Первая посадка была в Хамадане, вторая — в Тегеране. Из Тегерана мы полетели в Шираз. Помню, он чудесно выглядел с воздуха — словно темно-зеленый изумруд посреди обширной серо-коричневой пустыни. По мере снижения зеленый цвет становился еще более насыщенным и, когда мы наконец сели, нашим взорам открылся зеленый город-оазис со множеством садов и пальмовых аллей. Я не думала, что столь большая часть территории Персии покрыта пустынями, но теперь знаю, почему иранцы так ценят сады — они им слишком дорого даются.

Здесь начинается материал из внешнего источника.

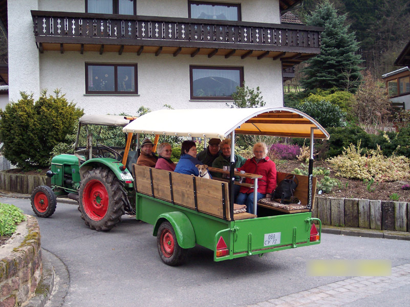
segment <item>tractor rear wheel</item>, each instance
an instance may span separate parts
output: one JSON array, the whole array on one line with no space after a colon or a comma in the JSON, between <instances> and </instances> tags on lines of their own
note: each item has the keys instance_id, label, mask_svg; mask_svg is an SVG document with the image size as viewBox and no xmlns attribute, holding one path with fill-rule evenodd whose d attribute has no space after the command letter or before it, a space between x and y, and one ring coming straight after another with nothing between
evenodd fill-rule
<instances>
[{"instance_id":1,"label":"tractor rear wheel","mask_svg":"<svg viewBox=\"0 0 410 307\"><path fill-rule=\"evenodd\" d=\"M53 215L57 199L53 190L47 186L39 186L31 193L31 208L37 216L48 217Z\"/></svg>"},{"instance_id":2,"label":"tractor rear wheel","mask_svg":"<svg viewBox=\"0 0 410 307\"><path fill-rule=\"evenodd\" d=\"M81 181L78 210L85 225L97 231L110 230L125 213L126 193L110 170L98 167L87 172Z\"/></svg>"}]
</instances>

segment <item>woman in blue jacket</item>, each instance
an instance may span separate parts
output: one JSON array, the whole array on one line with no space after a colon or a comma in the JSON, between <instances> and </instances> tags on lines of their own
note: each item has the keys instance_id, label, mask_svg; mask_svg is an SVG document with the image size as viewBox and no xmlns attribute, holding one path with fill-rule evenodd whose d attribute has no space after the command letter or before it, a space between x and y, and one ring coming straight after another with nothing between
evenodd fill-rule
<instances>
[{"instance_id":1,"label":"woman in blue jacket","mask_svg":"<svg viewBox=\"0 0 410 307\"><path fill-rule=\"evenodd\" d=\"M197 145L192 141L184 141L181 147L181 158L175 167L176 172L199 176L197 164L203 164L197 159Z\"/></svg>"}]
</instances>

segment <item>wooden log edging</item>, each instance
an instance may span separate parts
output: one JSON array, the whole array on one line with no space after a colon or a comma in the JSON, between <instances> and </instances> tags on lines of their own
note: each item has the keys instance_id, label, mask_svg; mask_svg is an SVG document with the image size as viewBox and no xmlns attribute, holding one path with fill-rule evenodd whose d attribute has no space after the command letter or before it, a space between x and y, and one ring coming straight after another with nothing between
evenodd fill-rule
<instances>
[{"instance_id":1,"label":"wooden log edging","mask_svg":"<svg viewBox=\"0 0 410 307\"><path fill-rule=\"evenodd\" d=\"M19 247L0 260L0 302L5 306L20 306L28 301L41 278L40 229L35 217L26 217L28 233Z\"/></svg>"},{"instance_id":2,"label":"wooden log edging","mask_svg":"<svg viewBox=\"0 0 410 307\"><path fill-rule=\"evenodd\" d=\"M40 175L14 174L0 171L0 189L20 193L31 194L36 187L40 185L50 186L51 179Z\"/></svg>"},{"instance_id":3,"label":"wooden log edging","mask_svg":"<svg viewBox=\"0 0 410 307\"><path fill-rule=\"evenodd\" d=\"M322 224L410 232L410 203L316 196Z\"/></svg>"}]
</instances>

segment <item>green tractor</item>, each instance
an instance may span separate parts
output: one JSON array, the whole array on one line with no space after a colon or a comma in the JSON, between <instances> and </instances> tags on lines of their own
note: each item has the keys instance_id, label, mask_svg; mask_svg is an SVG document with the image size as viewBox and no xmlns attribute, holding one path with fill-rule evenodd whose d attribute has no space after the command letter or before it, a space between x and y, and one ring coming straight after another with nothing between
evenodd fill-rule
<instances>
[{"instance_id":1,"label":"green tractor","mask_svg":"<svg viewBox=\"0 0 410 307\"><path fill-rule=\"evenodd\" d=\"M137 139L122 128L135 117L84 115L79 119L74 155L53 158L47 176L51 188L40 186L31 206L40 217L55 211L56 198L78 202L78 210L92 229L106 231L125 213L135 214L132 166L138 156Z\"/></svg>"}]
</instances>

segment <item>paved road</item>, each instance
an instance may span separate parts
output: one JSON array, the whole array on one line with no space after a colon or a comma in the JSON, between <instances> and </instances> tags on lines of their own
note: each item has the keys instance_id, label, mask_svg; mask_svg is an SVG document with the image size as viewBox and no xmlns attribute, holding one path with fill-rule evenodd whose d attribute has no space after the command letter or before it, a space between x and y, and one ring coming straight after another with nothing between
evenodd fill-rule
<instances>
[{"instance_id":1,"label":"paved road","mask_svg":"<svg viewBox=\"0 0 410 307\"><path fill-rule=\"evenodd\" d=\"M1 197L0 202L34 215L28 200ZM76 206L60 203L51 217L37 220L42 247L59 257L69 270L64 306L308 305L289 301L295 299L289 295L309 296L306 291L318 294L330 291L327 287L340 288L335 283L340 281L357 281L307 276L307 261L315 259L391 259L397 267L394 273L405 278L400 283L391 278L382 293L375 286L365 288L369 295L354 297L344 305L408 306L410 300L410 286L405 282L410 284L410 273L405 273L410 241L323 234L319 245L220 262L213 261L211 251L197 247L190 250L185 265L170 267L160 260L153 227L145 223L124 217L111 231L96 232L85 226ZM378 287L387 284L383 282ZM356 284L352 287L359 287ZM353 297L349 292L344 297ZM278 298L282 301L270 301ZM316 305L333 305L330 300L323 301Z\"/></svg>"}]
</instances>

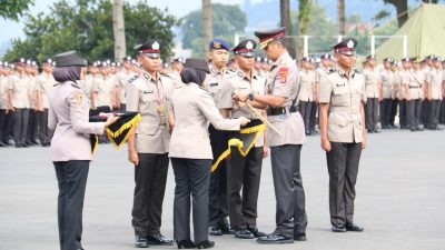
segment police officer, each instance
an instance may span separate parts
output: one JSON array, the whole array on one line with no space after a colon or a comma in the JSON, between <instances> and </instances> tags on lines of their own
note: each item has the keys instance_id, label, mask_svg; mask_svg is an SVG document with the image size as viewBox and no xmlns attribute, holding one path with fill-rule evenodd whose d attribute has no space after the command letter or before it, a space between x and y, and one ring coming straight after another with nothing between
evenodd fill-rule
<instances>
[{"instance_id":1,"label":"police officer","mask_svg":"<svg viewBox=\"0 0 445 250\"><path fill-rule=\"evenodd\" d=\"M363 70L363 74L365 76L365 86L366 86L366 128L369 133L376 133L377 130L377 119L378 119L378 102L382 100L380 89L382 82L379 72L375 67L375 56L369 54L366 57L366 66Z\"/></svg>"},{"instance_id":2,"label":"police officer","mask_svg":"<svg viewBox=\"0 0 445 250\"><path fill-rule=\"evenodd\" d=\"M229 77L229 82L234 89L233 92L264 94L266 79L254 71L254 50L256 47L255 40L246 39L233 49L234 59L238 64L237 71ZM230 117L235 119L240 117L258 119L254 111L246 106L234 106ZM241 140L246 141L244 134L241 134ZM238 239L254 239L266 236L258 231L256 227L261 164L263 158L267 156L267 146L265 146L263 132L259 133L254 143L254 147L246 156L243 156L237 148L233 148L228 160L227 179L230 227L234 230L235 238ZM240 193L241 189L243 196Z\"/></svg>"},{"instance_id":3,"label":"police officer","mask_svg":"<svg viewBox=\"0 0 445 250\"><path fill-rule=\"evenodd\" d=\"M204 88L208 90L214 98L216 107L219 109L224 118L229 117L229 109L233 107L231 86L228 77L233 70L227 68L229 58L229 43L220 38L215 38L209 43L209 70L210 78L204 83ZM210 144L214 153L214 162L218 159L218 154L227 148L227 133L209 126ZM230 226L227 221L228 201L227 201L227 167L226 161L221 161L219 167L210 174L209 189L209 234L222 236L231 233Z\"/></svg>"},{"instance_id":4,"label":"police officer","mask_svg":"<svg viewBox=\"0 0 445 250\"><path fill-rule=\"evenodd\" d=\"M29 83L26 73L27 61L23 58L16 60L17 73L9 79L8 102L13 112L13 138L16 148L27 148L26 143L29 123Z\"/></svg>"},{"instance_id":5,"label":"police officer","mask_svg":"<svg viewBox=\"0 0 445 250\"><path fill-rule=\"evenodd\" d=\"M406 87L411 81L411 58L402 59L402 69L395 76L395 83L398 88L398 118L400 129L407 129L407 110L406 110Z\"/></svg>"},{"instance_id":6,"label":"police officer","mask_svg":"<svg viewBox=\"0 0 445 250\"><path fill-rule=\"evenodd\" d=\"M127 111L141 119L128 139L128 158L135 164L132 227L136 247L172 244L160 233L162 202L168 173L170 131L174 127L170 77L160 73L160 40L137 46L144 72L127 83Z\"/></svg>"},{"instance_id":7,"label":"police officer","mask_svg":"<svg viewBox=\"0 0 445 250\"><path fill-rule=\"evenodd\" d=\"M271 170L276 206L276 229L258 238L259 243L293 243L306 240L307 217L300 174L300 151L306 142L305 126L297 109L298 69L285 47L286 28L255 31L266 56L273 61L266 81L266 94L235 94L254 107L267 107Z\"/></svg>"},{"instance_id":8,"label":"police officer","mask_svg":"<svg viewBox=\"0 0 445 250\"><path fill-rule=\"evenodd\" d=\"M383 60L384 69L380 71L380 82L382 82L382 97L380 102L380 122L382 129L392 129L390 126L390 111L393 104L393 88L394 88L394 72L390 69L393 63L392 58L385 58Z\"/></svg>"},{"instance_id":9,"label":"police officer","mask_svg":"<svg viewBox=\"0 0 445 250\"><path fill-rule=\"evenodd\" d=\"M239 130L246 118L224 119L210 94L200 88L209 73L205 60L187 59L181 71L184 86L174 92L176 126L170 153L175 171L175 238L178 248L211 248L208 240L208 188L212 152L208 123L224 130ZM190 197L195 242L190 239Z\"/></svg>"},{"instance_id":10,"label":"police officer","mask_svg":"<svg viewBox=\"0 0 445 250\"><path fill-rule=\"evenodd\" d=\"M421 131L422 100L424 99L425 72L421 70L419 58L412 61L409 83L406 89L406 110L408 114L408 127L411 131Z\"/></svg>"},{"instance_id":11,"label":"police officer","mask_svg":"<svg viewBox=\"0 0 445 250\"><path fill-rule=\"evenodd\" d=\"M329 211L334 232L363 231L354 223L355 183L366 146L366 89L355 66L355 39L334 46L337 67L320 82L320 140L329 172Z\"/></svg>"},{"instance_id":12,"label":"police officer","mask_svg":"<svg viewBox=\"0 0 445 250\"><path fill-rule=\"evenodd\" d=\"M441 111L441 100L443 98L444 73L441 71L441 58L433 59L433 68L429 70L427 78L427 99L431 102L429 127L428 129L438 130L438 120Z\"/></svg>"},{"instance_id":13,"label":"police officer","mask_svg":"<svg viewBox=\"0 0 445 250\"><path fill-rule=\"evenodd\" d=\"M89 137L103 133L118 118L106 122L88 122L89 101L77 81L87 61L76 51L55 57L59 82L49 94L48 127L55 131L51 140L51 160L59 187L58 224L61 250L82 250L82 209L89 164L92 159Z\"/></svg>"},{"instance_id":14,"label":"police officer","mask_svg":"<svg viewBox=\"0 0 445 250\"><path fill-rule=\"evenodd\" d=\"M55 78L52 77L52 67L56 63L52 59L47 59L42 63L43 71L38 77L37 82L37 116L39 121L39 138L40 143L43 147L49 147L51 141L51 134L48 129L48 109L49 109L49 100L48 94L57 84Z\"/></svg>"}]
</instances>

Помню, мы побывали в очень красивом доме. Спустя много лет, снова приехав в Шираз, я упорно пыталась найти его — увы, безуспешно. А в третий приезд мы его отыскали. Я узнала его по медальонам, которыми были расписаны стены и потолок одной из комнат. Один медальон изображал Холборнский виадук. Видимо, еще в викторианские времена местный шах, побывав в Лондоне, направил туда художника, приказав зарисовать приглянувшиеся владыке места. И вот, спустя много лет, Холборнский виадук, слегка, правда, выцветший, затертый и поцарапанный, все еще украшал стену ширазского дома. В доме никто уже не жил, он разваливался, но все еще был красив, несмотря на то, что входить в него стало небезопасно. Он послужил мне местом действия для рассказа «Дом в Ширазе».
Из Шираза на машине мы отправились в Исфахан. Это была долгая поездка по разбитой колее. Все время через пустыню. Лишь время от времени попадалась захудалая деревушка. На ночь пришлось остановиться в очень уж примитивном доме для проезжающих и спать на голых досках, прикрытых лишь ковриками, вытащенными из машины. Прислуживал в доме мужчина сомнительного вида, похожий на бандита, а помогали ему несколько крестьян, напоминавших скорее головорезов.
Мы провели там ужасную ночь. Доски, на которых мы спали, казались неправдоподобно жесткими. Трудно поверить, но после нескольких часов такого сна бедра, руки и плечи покрылись синяками. Однажды мне уже доводилось столь же неудобно спать в номере багдадского отеля. Помню, я решила узнать, в чем дело: подняла матрас и обнаружила тяжелую доску, положенную явно для того, чтобы прижать выскочившие пружины. Однако коридорный дал другое объяснение — якобы до меня в номере жила иракская дама, которая не могла уснуть, потому что постель была слишком мягкой, вот доску и положили, чтобы дать возможность даме отдохнуть хоть несколько часов.